TOC  >>>ENCSEN/CSZVONTranslations

1. General questions

What is XML?
What is XML for?
What is SGML?
What is HTML?
Aren't XML, SGML, and HTML all the same thing?
What is the difference between SGML/XML and C or C++
Who is responsible for XML?
Why is XML such an important development?
How can XML make SGML simpler and still let you define your own document types?
Why not just carry on extending HTML?
Why do we need all this SGML stuff? Why not just use Word or Notes?
Where do I find more information about XML?
Where can I discuss implementation and development of XML?

What is XML?

XML is the Extensible Markup Language (extensible because it is not a fixed format like HTML). It is designed to enable the use of SGML on the World Wide Web.
XML is not a single, predefined markup language: it's a metalanguage -- a language for describing other languages -- which lets you design your own markup. (A predefined markup language like HTML defines a way to describe information in one specific class of documents: XML lets you define your own customized markup languages for different classes of document.) It can do this because it's written in SGML, the international standard metalanguage for markup.

What is XML for?

XML is designed "to make it easy and straightforward to use SGML on the Web: easy to define document types, easy to author and manage SGML-defined documents, and easy to transmit and share them across the Web."
It defines "an extremely simple dialect of SGML which is completely described in the XML Specification. The goal is to enable generic SGML to be served, received, and processed on the Web in the way that is now possible with HTML."
"For this reason, XML has been designed for ease of implementation, and for interoperability with both SGML and HTML" [quotes from the XML spec].

What is SGML?

SGML is the Standard Generalized Markup Language (ISO 8879), the international standard for defining descriptions of the structure and content of different types of electronic document. There is an SGML FAQ at http://www.infosys.utas.edu.au/info/sgmlfaq.txt which is posted every month to the comp.text.sgml newsgroup, and the SGML Web pages are at http://www.oasis-open.org/cover/sgml-xml.html.
ISO standards are governed by the International Organization for Standardization in Geneva, Switzerland, and voted into or out of existence by representatives from every country's national standards body.
The representation of countries at the ISO is not a matter for this FAQ. Please do not submit queries to the maintainer about how or why your ISO representatives have or have not voted.

What is HTML?

HTML is the HyperText Markup Language (RFC 1866), a specific application of SGML used on the World Wide Web.

Aren't XML, SGML, and HTML all the same thing?
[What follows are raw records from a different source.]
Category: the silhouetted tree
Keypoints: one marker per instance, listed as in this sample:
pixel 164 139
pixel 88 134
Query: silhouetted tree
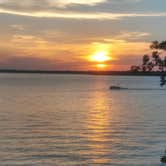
pixel 155 61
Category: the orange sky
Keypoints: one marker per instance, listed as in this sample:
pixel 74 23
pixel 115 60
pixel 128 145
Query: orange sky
pixel 78 35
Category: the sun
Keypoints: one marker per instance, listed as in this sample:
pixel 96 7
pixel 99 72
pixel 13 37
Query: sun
pixel 100 57
pixel 101 66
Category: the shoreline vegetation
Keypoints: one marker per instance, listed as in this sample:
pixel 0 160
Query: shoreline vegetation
pixel 111 73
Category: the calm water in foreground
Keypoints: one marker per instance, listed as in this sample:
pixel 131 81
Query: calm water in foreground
pixel 75 120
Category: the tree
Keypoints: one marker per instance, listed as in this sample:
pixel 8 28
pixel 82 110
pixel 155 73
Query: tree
pixel 154 62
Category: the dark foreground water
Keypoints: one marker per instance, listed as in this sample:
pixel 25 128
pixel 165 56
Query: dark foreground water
pixel 74 120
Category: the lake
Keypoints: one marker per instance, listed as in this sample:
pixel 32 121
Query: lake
pixel 75 120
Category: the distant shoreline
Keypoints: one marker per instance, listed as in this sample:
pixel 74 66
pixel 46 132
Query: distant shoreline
pixel 116 73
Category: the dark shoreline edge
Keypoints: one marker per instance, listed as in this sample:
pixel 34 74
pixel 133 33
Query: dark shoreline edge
pixel 116 73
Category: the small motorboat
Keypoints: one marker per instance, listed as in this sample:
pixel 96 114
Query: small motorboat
pixel 116 88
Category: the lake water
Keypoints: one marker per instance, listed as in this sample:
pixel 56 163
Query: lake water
pixel 75 120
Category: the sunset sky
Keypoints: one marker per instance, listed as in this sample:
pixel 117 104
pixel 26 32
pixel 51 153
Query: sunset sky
pixel 78 34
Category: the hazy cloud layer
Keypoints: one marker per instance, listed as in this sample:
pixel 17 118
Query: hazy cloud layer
pixel 77 9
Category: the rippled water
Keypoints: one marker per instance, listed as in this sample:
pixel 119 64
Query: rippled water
pixel 74 120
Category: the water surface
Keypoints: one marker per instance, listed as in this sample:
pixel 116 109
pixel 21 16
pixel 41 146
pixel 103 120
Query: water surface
pixel 75 120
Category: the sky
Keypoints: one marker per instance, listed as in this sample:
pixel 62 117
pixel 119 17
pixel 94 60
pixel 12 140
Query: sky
pixel 78 34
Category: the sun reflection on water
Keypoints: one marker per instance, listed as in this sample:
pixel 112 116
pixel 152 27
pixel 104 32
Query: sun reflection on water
pixel 98 124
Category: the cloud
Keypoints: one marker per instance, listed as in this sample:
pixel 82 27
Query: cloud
pixel 53 9
pixel 79 15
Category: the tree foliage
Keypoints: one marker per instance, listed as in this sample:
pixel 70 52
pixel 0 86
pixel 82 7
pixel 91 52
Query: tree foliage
pixel 154 62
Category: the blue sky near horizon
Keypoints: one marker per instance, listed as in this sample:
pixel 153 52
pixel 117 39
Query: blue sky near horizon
pixel 64 35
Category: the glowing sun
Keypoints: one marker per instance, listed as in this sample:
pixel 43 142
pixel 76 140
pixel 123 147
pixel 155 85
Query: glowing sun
pixel 100 57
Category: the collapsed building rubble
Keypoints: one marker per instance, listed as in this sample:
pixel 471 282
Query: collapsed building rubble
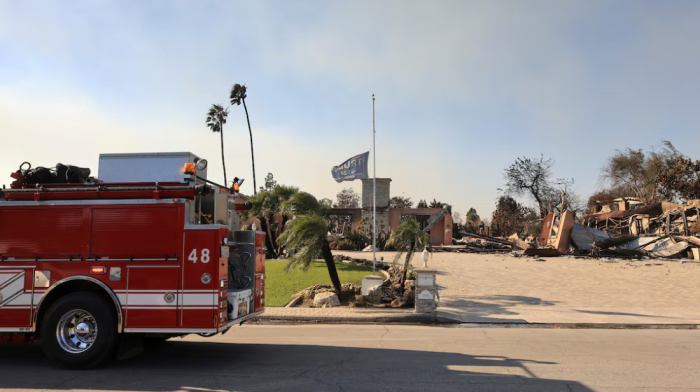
pixel 477 243
pixel 661 218
pixel 661 230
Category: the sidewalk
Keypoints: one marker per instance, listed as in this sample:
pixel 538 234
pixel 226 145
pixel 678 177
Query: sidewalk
pixel 345 314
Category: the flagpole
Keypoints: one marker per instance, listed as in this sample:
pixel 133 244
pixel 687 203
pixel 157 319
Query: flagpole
pixel 374 197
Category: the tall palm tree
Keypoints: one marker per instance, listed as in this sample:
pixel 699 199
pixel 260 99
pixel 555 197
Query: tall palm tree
pixel 238 96
pixel 216 118
pixel 307 234
pixel 408 237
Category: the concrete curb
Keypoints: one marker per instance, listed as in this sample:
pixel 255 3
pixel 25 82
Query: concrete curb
pixel 569 326
pixel 402 318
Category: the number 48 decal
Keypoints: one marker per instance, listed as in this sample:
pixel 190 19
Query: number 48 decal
pixel 204 258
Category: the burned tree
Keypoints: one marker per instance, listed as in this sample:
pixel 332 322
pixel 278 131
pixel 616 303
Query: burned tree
pixel 531 177
pixel 509 216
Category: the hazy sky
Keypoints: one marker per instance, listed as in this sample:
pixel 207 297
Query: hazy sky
pixel 463 87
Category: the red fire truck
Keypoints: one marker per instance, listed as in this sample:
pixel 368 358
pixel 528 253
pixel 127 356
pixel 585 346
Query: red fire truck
pixel 151 249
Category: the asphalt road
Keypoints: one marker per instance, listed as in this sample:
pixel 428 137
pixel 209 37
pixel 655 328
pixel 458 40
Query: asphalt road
pixel 383 358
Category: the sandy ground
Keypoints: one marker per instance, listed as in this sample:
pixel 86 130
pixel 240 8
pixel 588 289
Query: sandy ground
pixel 503 288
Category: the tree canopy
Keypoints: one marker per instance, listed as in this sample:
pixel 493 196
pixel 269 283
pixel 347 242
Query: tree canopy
pixel 347 198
Not quite. SGML is the 'mother tongue', used for describing thousands of different document types in many fields of human activity, from transcriptions of ancient Irish manuscripts to the technical documentation for stealth bombers, and from patients' clinical records to musical notation.
HTML is just one of these document types, the one most frequently used in the Web. It defines a simple, fixed type of document with markup designed for a common class of office or technical report, with headings, paragraphs, lists, illustrations, etc, and some provision for hypertext and multimedia.
XML is an abbreviated version of SGML, to make it easier for you to define your own document types, and to make it easier for programmers to write programs to handle them. It omits the more complex and less-used parts of SGML in return for the benefits of being easier to write applications for, easier to understand, and more suited to delivery and interoperability over the Web. But it is still SGML, and XML files may still be parsed and validated the same as any other SGML file (see the question on XML software).
Programmers may find it useful to think of XML as being SGML-- rather than HTML++.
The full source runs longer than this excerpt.